For progressives, religion is just one of those age-old institutions and moral norms (along with the traditional family, heterosexuality, binary gender, etc.) which is suspect because it has survived.  The civilizational novelties (same-sex marriage, transgenderism, unrestricted abortion) with which they have succeeded in replacing them have never been justified by evidence—there isn’t any–that they are morally right or socially salubrious; it is enough for liberals to condemn those who disagree with them as “reactionaries”.  Progressives always assure us that they are “on the side of History”, but are rarely chastened by the facts of history.  They presume, of course, that History will be written by forward-thinking folks like them.   It never occurs to them that their innovations are moral fads that will soon appear shopworn, as nature inevitably reasserts itself; or that future historians may look back upon them with bemusement.

Progressives have a dismal record as predictors of history.  And the reactionaries who predicted that their experiments would be disastrous were scarcely pessimistic enough.  They had no idea how slippery the slippery slope would turn out to be.  Not even free market apologists like Hayek knew at the time of the New Deal that within thirty years it would lead to a culture of chronic indolence and multi-generational welfare dependency.  Even the most fervent opponents of socialism could hardly have imagined that by the end of the twentieth century the apparatchiks of International Communism would have slaughtered 150 million of their own citizens.  And who, from the sunny uplands of the Sexual Revolution in the Sixties, prognosticated the epidemics of illegitimacy, abortion, fatherless households, crime, drug addiction, or AIDS that have since demoralized and depopulated the democracies of the West?

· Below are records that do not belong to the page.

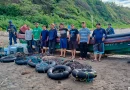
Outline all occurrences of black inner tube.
[53,68,65,74]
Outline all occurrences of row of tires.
[0,56,97,80]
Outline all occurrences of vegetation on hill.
[0,0,130,29]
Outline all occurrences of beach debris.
[21,71,31,75]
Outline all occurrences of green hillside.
[0,0,130,29]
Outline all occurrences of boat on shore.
[17,33,130,54]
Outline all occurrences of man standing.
[92,23,107,61]
[7,21,17,45]
[79,22,90,60]
[25,26,33,54]
[59,23,68,57]
[48,24,57,55]
[33,23,42,53]
[41,25,48,53]
[106,24,115,35]
[69,25,79,59]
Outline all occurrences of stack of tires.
[36,61,56,73]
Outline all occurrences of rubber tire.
[0,56,16,63]
[36,61,56,73]
[15,58,28,65]
[27,59,41,68]
[72,69,97,79]
[47,65,71,80]
[127,61,130,64]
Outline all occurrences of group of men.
[7,21,114,61]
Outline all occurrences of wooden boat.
[17,33,130,54]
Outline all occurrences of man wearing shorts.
[33,23,42,53]
[69,25,79,59]
[41,26,48,53]
[79,22,90,60]
[48,23,57,55]
[59,23,68,57]
[92,23,107,61]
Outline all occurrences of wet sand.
[0,29,130,90]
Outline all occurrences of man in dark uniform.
[7,20,17,45]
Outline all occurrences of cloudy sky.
[102,0,130,7]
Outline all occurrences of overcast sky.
[102,0,130,7]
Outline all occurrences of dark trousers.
[80,42,88,58]
[34,40,41,53]
[9,32,17,45]
[27,40,33,53]
[49,40,56,54]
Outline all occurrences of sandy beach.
[0,29,130,90]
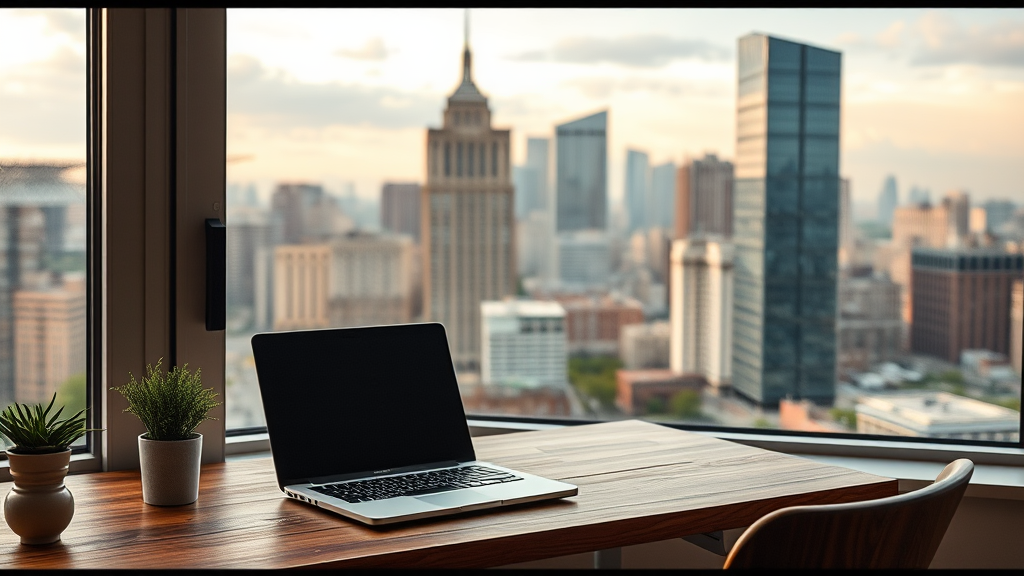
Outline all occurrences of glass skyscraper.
[732,34,842,406]
[555,111,608,233]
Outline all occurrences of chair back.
[725,458,974,569]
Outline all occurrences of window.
[225,9,1024,450]
[0,8,91,450]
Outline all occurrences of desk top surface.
[0,420,897,568]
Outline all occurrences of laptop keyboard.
[311,466,522,503]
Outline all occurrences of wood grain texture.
[725,458,974,570]
[0,420,897,568]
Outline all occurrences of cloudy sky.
[0,9,1024,215]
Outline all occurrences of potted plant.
[113,359,219,506]
[0,394,89,544]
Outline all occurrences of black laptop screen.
[252,324,474,486]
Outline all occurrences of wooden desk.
[0,420,897,568]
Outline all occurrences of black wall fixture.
[206,218,227,331]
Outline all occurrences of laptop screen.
[252,323,475,486]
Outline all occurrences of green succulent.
[0,393,91,454]
[111,359,220,440]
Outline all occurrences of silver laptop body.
[252,323,578,525]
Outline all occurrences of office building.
[13,273,87,404]
[675,154,734,240]
[381,182,422,244]
[554,294,644,357]
[879,174,899,227]
[856,392,1021,442]
[422,29,516,372]
[272,244,331,330]
[480,298,568,388]
[647,162,676,232]
[328,233,419,327]
[555,111,608,233]
[732,34,842,406]
[626,149,653,233]
[618,322,672,370]
[558,230,611,289]
[836,276,903,376]
[1008,279,1024,375]
[910,248,1024,364]
[669,238,735,389]
[615,369,708,416]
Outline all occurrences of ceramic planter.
[138,434,203,506]
[3,450,75,544]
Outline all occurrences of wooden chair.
[725,458,974,569]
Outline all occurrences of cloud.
[227,55,444,130]
[335,36,393,60]
[503,36,732,68]
[910,12,1024,68]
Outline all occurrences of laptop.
[252,323,578,525]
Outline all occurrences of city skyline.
[0,9,1024,210]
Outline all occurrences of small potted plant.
[113,359,219,506]
[0,394,90,544]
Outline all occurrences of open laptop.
[252,323,578,525]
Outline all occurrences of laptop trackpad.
[416,488,501,508]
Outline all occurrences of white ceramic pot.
[3,450,75,544]
[138,434,203,506]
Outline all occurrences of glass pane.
[0,8,87,448]
[226,8,1024,442]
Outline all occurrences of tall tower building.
[422,15,516,372]
[675,154,733,240]
[669,239,734,389]
[626,150,650,233]
[555,111,608,232]
[879,174,899,227]
[732,34,842,406]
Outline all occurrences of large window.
[225,9,1024,445]
[0,8,88,448]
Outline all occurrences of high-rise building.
[14,274,87,404]
[674,154,734,240]
[626,150,651,232]
[910,248,1024,364]
[558,230,611,289]
[836,276,903,376]
[732,34,842,406]
[381,182,422,243]
[480,298,568,388]
[272,244,331,330]
[226,206,270,329]
[669,238,734,388]
[1007,279,1024,375]
[618,322,672,370]
[555,111,608,233]
[422,26,516,372]
[879,174,899,227]
[647,162,676,233]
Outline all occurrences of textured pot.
[138,434,203,506]
[3,450,75,544]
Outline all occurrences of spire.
[462,8,473,83]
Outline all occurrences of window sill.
[224,419,1024,500]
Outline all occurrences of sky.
[0,8,1024,215]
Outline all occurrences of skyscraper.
[626,150,650,233]
[879,174,899,227]
[555,111,608,232]
[732,34,842,406]
[647,162,676,229]
[422,20,516,372]
[674,154,733,240]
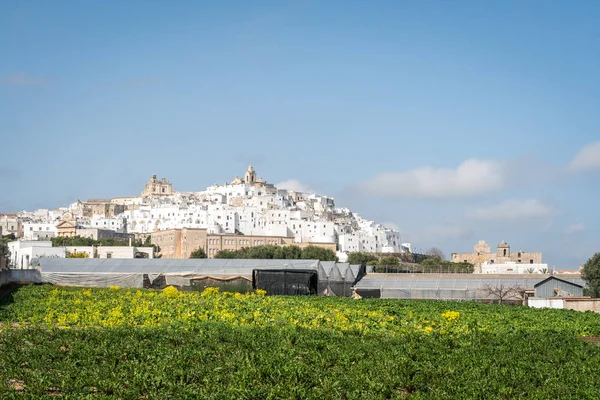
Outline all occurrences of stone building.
[452,239,542,272]
[142,175,175,197]
[56,212,77,237]
[150,229,336,258]
[231,165,274,188]
[0,214,23,237]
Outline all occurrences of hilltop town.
[0,166,411,261]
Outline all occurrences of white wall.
[481,262,549,274]
[23,222,57,240]
[527,297,565,309]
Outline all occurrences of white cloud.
[467,199,553,221]
[359,159,506,198]
[416,225,473,241]
[275,179,314,193]
[569,142,600,171]
[0,72,47,86]
[566,222,585,234]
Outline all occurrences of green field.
[0,286,600,399]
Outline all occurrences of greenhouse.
[355,274,585,300]
[32,258,360,296]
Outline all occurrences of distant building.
[8,240,65,269]
[0,214,23,237]
[56,212,77,237]
[480,261,551,274]
[142,175,175,197]
[75,228,135,240]
[452,240,542,273]
[8,240,154,269]
[150,229,336,258]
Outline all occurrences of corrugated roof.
[355,273,585,290]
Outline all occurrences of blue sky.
[0,0,600,268]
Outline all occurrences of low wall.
[527,297,565,308]
[565,299,600,313]
[0,269,42,286]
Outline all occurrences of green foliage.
[0,235,9,259]
[215,245,337,261]
[581,253,600,297]
[300,246,337,261]
[50,236,98,247]
[67,251,90,258]
[347,252,379,266]
[0,286,600,400]
[190,247,206,258]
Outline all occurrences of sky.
[0,0,600,269]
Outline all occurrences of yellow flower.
[200,287,219,297]
[442,311,460,321]
[163,286,179,299]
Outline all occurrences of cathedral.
[142,175,175,197]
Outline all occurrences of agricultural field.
[0,286,600,400]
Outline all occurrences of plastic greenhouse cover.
[32,258,319,275]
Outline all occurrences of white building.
[14,167,410,254]
[8,240,65,269]
[481,262,550,274]
[23,222,57,240]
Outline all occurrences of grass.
[0,287,600,399]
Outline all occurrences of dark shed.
[533,276,583,297]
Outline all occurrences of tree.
[425,247,446,260]
[347,252,379,267]
[301,246,337,261]
[581,253,600,297]
[0,239,10,265]
[483,283,525,304]
[190,247,206,258]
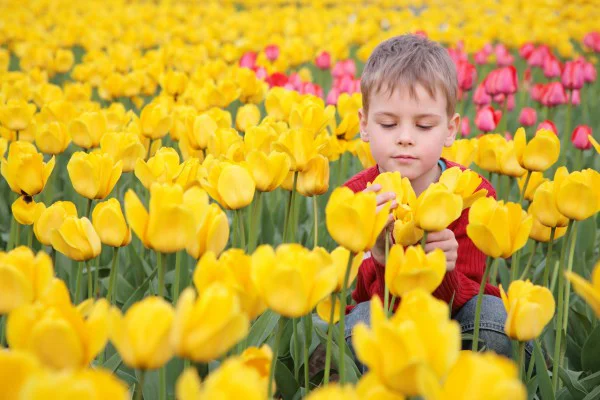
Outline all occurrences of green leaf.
[248,310,280,347]
[558,367,587,400]
[533,340,554,400]
[581,325,600,372]
[275,360,300,399]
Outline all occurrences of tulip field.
[0,0,600,400]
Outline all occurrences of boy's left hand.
[424,229,458,271]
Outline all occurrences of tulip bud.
[519,107,537,126]
[500,280,556,342]
[571,125,592,150]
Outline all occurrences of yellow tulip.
[565,262,600,318]
[33,201,77,246]
[246,150,291,192]
[125,183,204,253]
[0,246,54,314]
[69,111,108,149]
[439,167,488,209]
[517,171,548,201]
[296,155,329,197]
[6,279,109,370]
[135,147,180,189]
[500,280,556,342]
[193,249,266,320]
[235,104,260,132]
[414,182,468,232]
[140,103,173,140]
[325,186,389,253]
[252,244,337,318]
[0,349,42,400]
[21,369,130,400]
[467,197,533,258]
[50,217,102,261]
[0,141,55,196]
[201,162,256,210]
[0,100,35,131]
[434,351,527,400]
[317,296,340,324]
[170,284,250,362]
[109,296,175,370]
[554,168,600,221]
[514,128,560,172]
[385,244,446,297]
[92,198,131,247]
[442,139,479,168]
[67,151,123,200]
[175,357,268,400]
[588,135,600,154]
[529,181,569,228]
[35,122,71,155]
[11,196,46,225]
[352,289,461,396]
[100,132,147,172]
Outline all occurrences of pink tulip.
[240,51,257,69]
[519,107,537,126]
[460,116,471,136]
[265,44,279,62]
[542,82,568,107]
[456,62,477,92]
[315,51,331,69]
[475,106,502,132]
[536,119,558,136]
[560,61,585,90]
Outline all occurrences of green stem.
[552,221,573,392]
[472,257,497,352]
[85,260,94,299]
[74,261,83,303]
[302,313,312,395]
[267,316,286,399]
[323,293,335,386]
[338,250,354,385]
[156,251,167,297]
[519,241,548,287]
[106,247,119,304]
[313,196,319,247]
[536,227,556,287]
[135,370,146,400]
[519,342,527,383]
[173,251,182,304]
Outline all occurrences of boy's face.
[359,84,460,193]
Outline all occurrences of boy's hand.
[423,229,458,271]
[363,183,398,264]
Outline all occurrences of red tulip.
[536,119,558,136]
[485,65,518,96]
[542,82,568,107]
[265,44,279,62]
[475,106,502,132]
[315,51,331,69]
[519,107,537,126]
[460,116,471,136]
[456,62,477,92]
[560,61,585,90]
[571,125,592,150]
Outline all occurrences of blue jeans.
[346,294,533,373]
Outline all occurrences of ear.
[358,108,369,142]
[444,113,460,147]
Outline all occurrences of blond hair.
[360,35,458,116]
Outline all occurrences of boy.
[330,35,516,368]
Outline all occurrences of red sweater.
[344,160,500,314]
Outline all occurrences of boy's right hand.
[363,183,398,264]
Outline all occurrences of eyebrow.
[375,111,440,118]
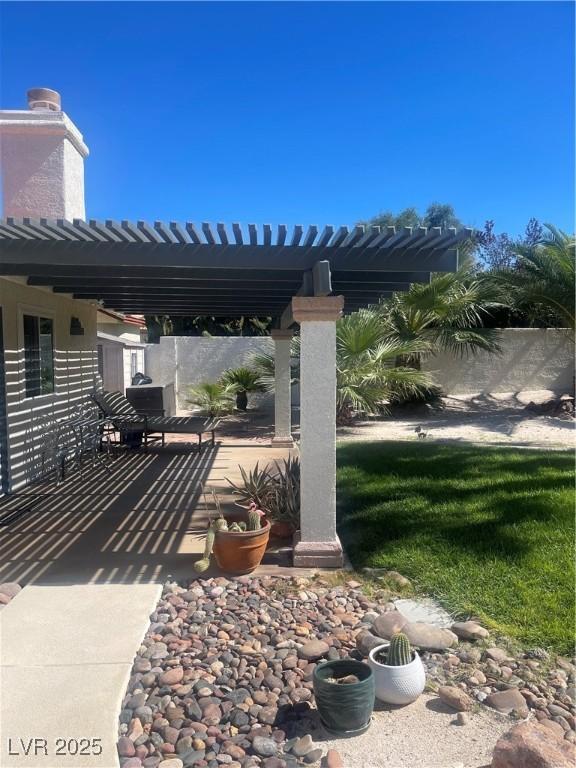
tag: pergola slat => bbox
[169,221,190,245]
[88,219,125,243]
[106,219,138,243]
[316,224,334,248]
[120,219,148,243]
[216,222,229,245]
[154,221,178,243]
[186,221,202,245]
[136,221,163,243]
[290,224,304,247]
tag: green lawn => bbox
[338,441,574,653]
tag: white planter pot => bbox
[368,643,426,704]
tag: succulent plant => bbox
[194,489,264,573]
[248,501,264,531]
[387,632,412,667]
[194,517,228,573]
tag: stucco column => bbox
[271,328,294,447]
[292,296,344,568]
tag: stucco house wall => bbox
[146,336,274,408]
[423,328,574,395]
[146,328,574,408]
[0,278,97,490]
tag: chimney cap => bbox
[26,88,62,112]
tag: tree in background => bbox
[378,270,501,370]
[358,203,462,229]
[475,218,543,270]
[146,315,272,344]
[220,366,266,411]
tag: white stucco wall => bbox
[0,278,97,490]
[146,328,574,407]
[146,336,274,407]
[423,328,574,395]
[0,110,88,220]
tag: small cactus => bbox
[194,517,228,573]
[248,501,264,531]
[387,632,412,667]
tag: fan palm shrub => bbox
[492,224,576,331]
[379,271,502,370]
[220,367,265,411]
[188,381,236,418]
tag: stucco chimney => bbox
[0,88,88,219]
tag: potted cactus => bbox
[368,632,426,704]
[194,492,270,575]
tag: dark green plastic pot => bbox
[314,659,375,736]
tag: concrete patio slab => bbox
[0,438,306,585]
[0,584,162,768]
[0,584,162,667]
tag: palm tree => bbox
[188,381,236,417]
[336,309,433,423]
[220,367,265,411]
[492,224,576,331]
[379,271,501,370]
[247,344,300,392]
[250,309,432,423]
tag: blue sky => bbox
[0,2,574,234]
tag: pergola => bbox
[0,218,472,567]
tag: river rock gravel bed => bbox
[118,576,575,768]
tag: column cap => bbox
[292,296,344,323]
[270,328,294,341]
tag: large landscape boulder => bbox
[372,611,408,640]
[492,722,576,768]
[402,621,458,651]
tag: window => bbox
[130,352,138,381]
[23,315,54,397]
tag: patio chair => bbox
[92,390,219,453]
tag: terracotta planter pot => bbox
[213,521,270,575]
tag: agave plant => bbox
[267,456,300,530]
[220,367,265,411]
[248,337,300,392]
[336,310,433,423]
[188,381,236,417]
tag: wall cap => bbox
[292,296,344,323]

As Joe Sobran has remarked, “Never mind what history will say.  We can’t even draw the right lessons from our own experience.”

 

One thought on “On the Side of History

  1. Dear Harley,

    Never mind Joe Sorbran saying ” we can’t even draw the right lessons from our own experience”, you are doing just that with your conclusions on progressivism. Our own Canadian gliberal progressives will tell you where paradise/doomsday lies, in their own prescription for utopia-e.g. a chicken in every pot. (See new marijuana legislation.) Our paradise lies in their demise. Thank you for being a beacon of sanity!